A new study published in the New England Journal of Medicine reports that the 2013 American College of Cardiology and the American Heart Association (ACC/AHA) guidelines for the treatment of cholesterol would increase the number of U.S. adults eligible for statin therapy by nearly 13 million. Older adults without cardiovascular disease would comprise the majority of the increase.
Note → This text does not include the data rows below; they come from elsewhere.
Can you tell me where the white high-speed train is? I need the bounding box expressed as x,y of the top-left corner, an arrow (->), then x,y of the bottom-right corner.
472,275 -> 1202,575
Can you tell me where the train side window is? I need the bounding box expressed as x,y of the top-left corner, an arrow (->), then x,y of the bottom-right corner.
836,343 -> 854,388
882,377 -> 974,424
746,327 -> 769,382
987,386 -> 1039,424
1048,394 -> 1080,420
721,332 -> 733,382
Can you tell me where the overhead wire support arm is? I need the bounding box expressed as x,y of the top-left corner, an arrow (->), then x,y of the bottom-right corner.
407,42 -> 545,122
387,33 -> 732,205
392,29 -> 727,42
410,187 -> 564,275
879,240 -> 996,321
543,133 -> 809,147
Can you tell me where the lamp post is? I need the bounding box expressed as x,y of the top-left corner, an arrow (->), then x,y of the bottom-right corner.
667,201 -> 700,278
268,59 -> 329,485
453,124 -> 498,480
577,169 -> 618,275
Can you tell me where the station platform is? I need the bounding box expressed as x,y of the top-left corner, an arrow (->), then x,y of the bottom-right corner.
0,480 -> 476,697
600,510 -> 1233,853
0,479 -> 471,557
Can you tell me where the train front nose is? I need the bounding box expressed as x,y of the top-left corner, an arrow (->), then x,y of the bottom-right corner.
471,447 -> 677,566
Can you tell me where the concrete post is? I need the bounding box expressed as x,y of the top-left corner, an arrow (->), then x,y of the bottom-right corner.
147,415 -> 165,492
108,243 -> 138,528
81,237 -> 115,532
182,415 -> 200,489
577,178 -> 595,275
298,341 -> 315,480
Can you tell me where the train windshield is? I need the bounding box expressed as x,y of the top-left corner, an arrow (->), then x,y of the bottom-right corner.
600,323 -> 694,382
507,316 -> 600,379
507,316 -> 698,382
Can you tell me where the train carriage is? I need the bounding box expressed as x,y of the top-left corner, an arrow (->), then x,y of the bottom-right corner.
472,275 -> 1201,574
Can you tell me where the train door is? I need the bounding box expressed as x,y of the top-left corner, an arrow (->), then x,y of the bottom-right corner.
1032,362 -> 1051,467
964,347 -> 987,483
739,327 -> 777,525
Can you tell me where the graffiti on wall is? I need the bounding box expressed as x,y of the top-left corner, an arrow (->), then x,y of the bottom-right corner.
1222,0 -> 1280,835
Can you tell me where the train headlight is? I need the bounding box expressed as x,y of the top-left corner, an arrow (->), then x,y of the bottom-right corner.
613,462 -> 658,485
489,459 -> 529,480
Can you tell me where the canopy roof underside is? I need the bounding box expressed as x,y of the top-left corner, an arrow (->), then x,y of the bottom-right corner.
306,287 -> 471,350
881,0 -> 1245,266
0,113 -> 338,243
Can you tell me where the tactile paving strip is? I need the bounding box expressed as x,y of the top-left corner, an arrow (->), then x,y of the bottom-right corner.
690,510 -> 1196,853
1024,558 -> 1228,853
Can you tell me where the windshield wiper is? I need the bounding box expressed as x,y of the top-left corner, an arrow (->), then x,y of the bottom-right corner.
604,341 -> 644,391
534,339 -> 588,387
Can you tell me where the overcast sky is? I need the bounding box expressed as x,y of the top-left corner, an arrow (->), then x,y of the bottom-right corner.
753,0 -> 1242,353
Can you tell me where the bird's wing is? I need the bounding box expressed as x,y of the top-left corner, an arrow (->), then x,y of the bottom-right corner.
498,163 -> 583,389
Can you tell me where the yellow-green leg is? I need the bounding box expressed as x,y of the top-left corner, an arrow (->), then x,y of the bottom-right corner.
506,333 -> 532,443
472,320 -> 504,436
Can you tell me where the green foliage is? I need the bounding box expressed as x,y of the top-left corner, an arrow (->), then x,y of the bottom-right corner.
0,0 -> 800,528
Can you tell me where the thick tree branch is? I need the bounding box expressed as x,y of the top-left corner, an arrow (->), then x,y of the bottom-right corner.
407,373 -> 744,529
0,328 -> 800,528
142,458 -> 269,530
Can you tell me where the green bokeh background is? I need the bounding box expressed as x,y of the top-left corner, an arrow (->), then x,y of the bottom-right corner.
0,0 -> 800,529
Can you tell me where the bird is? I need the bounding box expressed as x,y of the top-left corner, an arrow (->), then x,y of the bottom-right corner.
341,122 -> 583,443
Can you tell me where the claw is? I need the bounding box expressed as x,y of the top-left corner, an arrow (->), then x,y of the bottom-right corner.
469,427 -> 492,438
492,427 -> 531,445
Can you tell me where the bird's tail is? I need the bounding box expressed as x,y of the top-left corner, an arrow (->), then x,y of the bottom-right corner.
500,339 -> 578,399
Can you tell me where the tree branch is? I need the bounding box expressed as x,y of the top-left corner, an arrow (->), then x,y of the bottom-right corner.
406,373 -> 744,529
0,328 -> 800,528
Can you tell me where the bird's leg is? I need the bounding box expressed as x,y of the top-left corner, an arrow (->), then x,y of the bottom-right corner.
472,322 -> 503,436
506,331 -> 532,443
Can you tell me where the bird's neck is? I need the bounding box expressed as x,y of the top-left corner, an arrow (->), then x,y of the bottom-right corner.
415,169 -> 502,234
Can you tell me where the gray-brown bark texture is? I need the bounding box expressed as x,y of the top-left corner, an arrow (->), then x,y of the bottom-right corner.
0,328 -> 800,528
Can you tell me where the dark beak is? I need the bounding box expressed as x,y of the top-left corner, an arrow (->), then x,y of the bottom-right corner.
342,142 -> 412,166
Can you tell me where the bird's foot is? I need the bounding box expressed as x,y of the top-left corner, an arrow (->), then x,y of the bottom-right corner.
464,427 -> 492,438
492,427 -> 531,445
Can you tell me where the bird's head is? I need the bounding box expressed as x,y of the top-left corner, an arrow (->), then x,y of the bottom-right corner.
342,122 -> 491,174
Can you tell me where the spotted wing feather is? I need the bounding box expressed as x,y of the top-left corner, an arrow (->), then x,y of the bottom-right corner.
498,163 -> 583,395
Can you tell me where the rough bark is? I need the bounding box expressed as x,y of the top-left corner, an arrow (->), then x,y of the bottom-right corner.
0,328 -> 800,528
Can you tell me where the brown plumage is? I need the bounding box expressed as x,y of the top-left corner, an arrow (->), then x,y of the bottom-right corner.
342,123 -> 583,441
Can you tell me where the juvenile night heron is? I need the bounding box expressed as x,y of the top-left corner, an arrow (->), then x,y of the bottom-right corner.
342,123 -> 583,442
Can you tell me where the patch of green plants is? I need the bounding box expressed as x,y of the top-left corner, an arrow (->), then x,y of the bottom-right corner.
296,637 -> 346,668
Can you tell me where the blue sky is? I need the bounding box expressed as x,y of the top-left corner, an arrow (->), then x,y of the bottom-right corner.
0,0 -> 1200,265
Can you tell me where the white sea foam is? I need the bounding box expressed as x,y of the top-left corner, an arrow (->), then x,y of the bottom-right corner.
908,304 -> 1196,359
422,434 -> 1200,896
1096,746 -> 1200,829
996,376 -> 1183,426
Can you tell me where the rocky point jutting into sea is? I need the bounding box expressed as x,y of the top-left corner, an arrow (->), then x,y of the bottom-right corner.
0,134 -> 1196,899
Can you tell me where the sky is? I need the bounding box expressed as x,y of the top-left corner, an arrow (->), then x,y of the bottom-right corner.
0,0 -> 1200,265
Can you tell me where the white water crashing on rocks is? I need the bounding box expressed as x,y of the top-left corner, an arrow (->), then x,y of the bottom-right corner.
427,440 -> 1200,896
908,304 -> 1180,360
The previous Third Adult Treatment Panel (ATP III) guidelines of the National Cholesterol Education Program (ATP-III) recommended statin therapy for patients with cardiovascular disease or diabetes and low-density lipoprotein (LDL) cholesterol levels of >100mg/dl. For primary prevention, LDL cholesterol level plus the Framingham risk score (10-year cardiovascular disease risk calculator) were used to determine whether statin therapy was warranted.
The new ACA/AHA guidelines recommend the following:
- Statin therapy to all adults with known cardiovascular disease regardless of LDL cholesterol level;
- Statin therapy for patients with an LDL cholesterol level of ≥190mg/dL (4.91mmol/L);
- Statin therapy for patients 40–75 years of age with diabetes or a 10-year risk of cardiovascular disease of >7.5% with an LDL cholesterol level of ≥70mg/dL (1.81mmol/L) or higher.
Michael J. Pencina, PhD, from the Duke Clinical Research Institute, and colleagues analyzed fasting sample data from 3,773 individuals ages 40–75 in the National Health and Nutrition Examination Surveys (NHANES) collected from 2005–2010. Of the total patients,1,583 (42.0%) were receiving or would be eligible for statin therapy based on the ATP III guidelines, vs. 2,135 participants (56.6%) who would be eligible based on the 2013 ACA/AHA recommendation. Using these statistics, the authors estimate that nearly half of the adult U.S. population between the ages of 40–75 with triglyceride level of <400mg/dL would be eligible for statin therapy (56 million, 48.6%). This is a net increase of 12.8 million potential new statin users and an increase of 11.1 percentage points over those eligible under the ATP III guidelines.
With the increase in adults eligible for statin therapy, the authors suggest that there will be higher treatment rates among both those who are and are not expected to have future cardiovascular events, particularly in men. The effect would be seen in older (ages 60–75) vs. younger (ages 40–59) cohorts, as 77% in the older age group would be eligible compared to 30% in the younger group.